The men looked at Gabriel the apparition. Usually, when his mother became angry, Gabriel and his father grew afraid. But these men were unmoved and looked at her vacantly. They seemed to have taken something, not only alcohol, that made them not understand what was going on. This mystified Gabriel; he knew something about drugs — every kid did these days — but he still didn’t know why anyone would want to do this to themselves.

She turned to Gabriel: ‘Hey, I’ve got an idea. Show them how talented you are! Will you draw us? Yes, all of us — here, now! Go and get your crayons and stuff. What a good idea!’

‘I don’t feel like it, Mum. I’m tired and I’ve got school tomorrow! I should be in bed!’

‘That’s the first time you’ve ever said that! Don’t be sulky.’

‘Couldn’t I just sing “Consider Yourself”?’

‘What for? We’ve got music here. Too good for us, are you, now that Lester has praised you?’

‘Go on.’ said one of the men.

The other man laughed. ‘Get a job, lad!’

Gabriel went upstairs and fetched his things.

When he came back he settled down in corner of the room, and soon his mother and her fuzzy-eyed friends, drinking, yelling and retiring to the bathroom to do something secret, seemed to forget him.

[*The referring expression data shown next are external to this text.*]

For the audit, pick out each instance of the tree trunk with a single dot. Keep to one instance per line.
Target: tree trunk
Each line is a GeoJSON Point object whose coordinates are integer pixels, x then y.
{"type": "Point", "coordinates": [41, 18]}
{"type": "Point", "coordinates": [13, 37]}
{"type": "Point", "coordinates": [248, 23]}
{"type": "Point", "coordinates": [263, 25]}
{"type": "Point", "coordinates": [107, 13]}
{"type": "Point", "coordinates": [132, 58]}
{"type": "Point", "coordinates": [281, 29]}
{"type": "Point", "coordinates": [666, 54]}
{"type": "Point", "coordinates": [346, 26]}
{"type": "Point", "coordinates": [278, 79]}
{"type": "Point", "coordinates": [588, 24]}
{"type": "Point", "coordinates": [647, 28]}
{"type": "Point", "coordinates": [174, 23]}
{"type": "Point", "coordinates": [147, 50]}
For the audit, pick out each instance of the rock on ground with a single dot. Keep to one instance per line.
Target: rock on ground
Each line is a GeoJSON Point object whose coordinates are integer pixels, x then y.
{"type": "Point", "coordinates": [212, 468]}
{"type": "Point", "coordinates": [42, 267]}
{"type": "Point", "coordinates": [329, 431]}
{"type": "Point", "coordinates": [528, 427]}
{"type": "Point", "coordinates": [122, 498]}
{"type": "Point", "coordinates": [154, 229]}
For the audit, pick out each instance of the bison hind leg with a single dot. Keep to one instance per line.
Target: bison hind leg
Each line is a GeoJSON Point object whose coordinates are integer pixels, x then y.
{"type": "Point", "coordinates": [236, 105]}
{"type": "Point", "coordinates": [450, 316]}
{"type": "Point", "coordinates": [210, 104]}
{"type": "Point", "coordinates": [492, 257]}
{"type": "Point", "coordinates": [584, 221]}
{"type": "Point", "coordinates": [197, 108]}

He drew quickly, as he liked to now, in crayon, rubbing the colours together with his finger, to give the impression of the smoke-smudged room. For some reason the scene reminded him of an artist he liked, Toulouse-Lautrec, who had, by the age of sixteen, completed fifty paintings and three hundred drawings. Once Gabriel had recalled this, Lautrec’s was the style he worked in.

After a time his mother remembered him. ‘Let’s have a look! Is it good?’

She carried the sketchbook across the room and turned on a reading light.

For some time she studied the picture of the tired, middle-aged, black-stockinged woman pulling her skirts up, while corpulent, self-important men in tight waistcoats looked on condescendingly.

Standing next to her, Gabriel noticed she wasn’t wearing the Indian ring Dad had given her. It wasn’t a wedding ring — as bourgeois as tradesmen in every other way, they weren’t of a generation that got married. Dad had bought it the day he took Mum to the Taj Mahal: ‘Not the restaurant, the building in India,’ it gave him pleasure to explain. Gabriel had never seen her without it before.

He was about to mention this when one of the men said, ‘The tension is killing us — let’s have a look!’

He went to Gabriel’s mother, put his arm around her and lifted her arse. Gabriel didn’t like the way he touched her, but couldn’t wait to see what the man made of the picture.

The man laughed and turned back to Gabriel. ‘Couldn’t you have made me more handsome, you little devil? I look like a wild boar!’

‘I wonder why!’ said the other man.

‘Look at what he’s done with you!’ said the first. ‘Microwaved pizza comes to mind!’

His mother took the picture, folded it up, and put it on the table.

‘Aren’t you going to bed, Mum?’ Gabriel said.

‘Yes, yes, soon.’

She accompanied Gabriel upstairs to bed, forgetting to kiss him because she was thinking hard about something else.

‘Dad wouldn’t like these people,’ Gabriel said.

‘It’s none of his business. Nothing is, now.’

Much later the front door slammed. A man’s voice echoed up the street; then a bottle smashed. She went into her room and everything was quiet again.